I recently responded to a blog post by talented photog Derek Lang about the choices he made during what can be described as a Ferris Beuller Day. He had quite an adventure. You should really check it out.
I got to thinking about travel and slowing down to take in the world on a more human level. Bike riding for me has always been the perfect thing to do: it offers excercise, travel and adventure. And it’s never boring. In fact, it’s zen like in its awesomeness.
One day I’m guessing in 2000, I thought I’d try riding my bike from my home in Oshawa to my office at the Second City in Toronto. I figured it was about 65km, and knew after my NZ trip that was going to be a challenge on my mountain bike. But I packed up some food and hit the road at about 5:45am.
I didn’t have a digital camera back then, and in fact just started a job at Second City and I was pretty broke at the time. I think Melissa would have just been born then too. But I did score Bryce’s new Jam Cam, a kids digital camera that recorded 640×320 and it held exactly eight shots.
I remember the feeling of riding through the early morning mist rolling off Lake Ontario as the sun broke through the clouds behind me. I remember standing in awe underneath that massive air turbine at the Pickering nuke plant listening to the incredible “whoosh, whoosh” of the impressive blades. I took a great picture of that, but with only eight images I had to do some editing mid-adventure.
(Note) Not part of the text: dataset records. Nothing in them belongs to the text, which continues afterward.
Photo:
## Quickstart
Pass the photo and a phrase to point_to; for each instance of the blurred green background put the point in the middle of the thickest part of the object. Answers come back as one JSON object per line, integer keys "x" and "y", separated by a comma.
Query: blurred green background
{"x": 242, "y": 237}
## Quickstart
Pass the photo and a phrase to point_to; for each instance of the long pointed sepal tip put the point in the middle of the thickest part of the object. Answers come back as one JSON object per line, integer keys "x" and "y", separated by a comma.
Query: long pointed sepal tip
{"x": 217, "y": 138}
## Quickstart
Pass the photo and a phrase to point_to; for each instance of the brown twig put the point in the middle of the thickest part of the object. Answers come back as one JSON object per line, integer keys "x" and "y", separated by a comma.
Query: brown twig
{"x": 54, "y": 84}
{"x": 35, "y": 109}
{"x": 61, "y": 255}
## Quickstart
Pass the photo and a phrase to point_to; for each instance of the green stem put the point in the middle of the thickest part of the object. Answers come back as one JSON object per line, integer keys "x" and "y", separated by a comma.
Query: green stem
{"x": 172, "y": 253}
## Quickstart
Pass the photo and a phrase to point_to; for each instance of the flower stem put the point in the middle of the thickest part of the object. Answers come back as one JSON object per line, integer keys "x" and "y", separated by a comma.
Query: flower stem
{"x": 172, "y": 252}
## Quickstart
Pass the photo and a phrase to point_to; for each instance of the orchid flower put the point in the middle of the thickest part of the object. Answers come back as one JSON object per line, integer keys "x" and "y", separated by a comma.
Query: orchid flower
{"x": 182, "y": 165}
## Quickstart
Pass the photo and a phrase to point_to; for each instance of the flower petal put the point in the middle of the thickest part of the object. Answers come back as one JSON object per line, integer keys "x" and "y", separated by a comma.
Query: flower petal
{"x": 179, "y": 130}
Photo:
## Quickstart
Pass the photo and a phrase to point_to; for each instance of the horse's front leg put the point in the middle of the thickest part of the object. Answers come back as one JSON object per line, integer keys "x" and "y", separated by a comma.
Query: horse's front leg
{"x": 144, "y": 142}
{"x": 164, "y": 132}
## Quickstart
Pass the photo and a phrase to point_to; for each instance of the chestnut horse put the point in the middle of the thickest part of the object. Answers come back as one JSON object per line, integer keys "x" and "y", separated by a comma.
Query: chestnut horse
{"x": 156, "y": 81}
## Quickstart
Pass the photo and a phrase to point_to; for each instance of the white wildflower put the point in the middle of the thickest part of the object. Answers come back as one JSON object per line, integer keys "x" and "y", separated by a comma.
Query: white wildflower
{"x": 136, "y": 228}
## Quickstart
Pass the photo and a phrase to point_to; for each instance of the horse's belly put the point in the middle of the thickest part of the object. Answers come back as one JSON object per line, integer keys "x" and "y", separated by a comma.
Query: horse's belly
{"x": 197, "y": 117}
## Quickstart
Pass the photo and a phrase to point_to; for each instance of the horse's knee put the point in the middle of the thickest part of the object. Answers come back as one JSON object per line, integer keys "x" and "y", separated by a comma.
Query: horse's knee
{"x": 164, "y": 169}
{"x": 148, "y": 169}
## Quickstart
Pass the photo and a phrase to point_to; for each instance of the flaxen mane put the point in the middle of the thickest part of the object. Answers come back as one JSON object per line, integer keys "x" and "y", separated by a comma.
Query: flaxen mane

I remember the intensity of my day rising when I crossed the Rouge River on that awesome foot bridge and started seeing kids and families and finally some traffic. Until then I was pretty much on my own. I stopped at my favourite Starbucks in the Beaches for a grande latte and sat on a bench watching the families bustle about making their way to school or yoga or work.
The last leg of that trip was melancholic. I was on the familiar Martin Goodman Trail making my way. At this point I was joined by plenty of other bikers; I believe that was a defining moment when I realized I really wanted to move back to Toronto and specifically the Beaches. Riding my bike to work, incredible idea.
I made it to work just after 10, got a few high fives from some impressed co-workers. I remember working for a few hours then closing my eyes and totally falling asleep on the couch in the edit suite. I left work early to beat the rush hour, which meant I was allowed to bring by bike on the GO train. Watching my day unfold in reverse at 110km/h, I felt a little sad, but privileged to have experienced the journey one wheel revoltion at a time.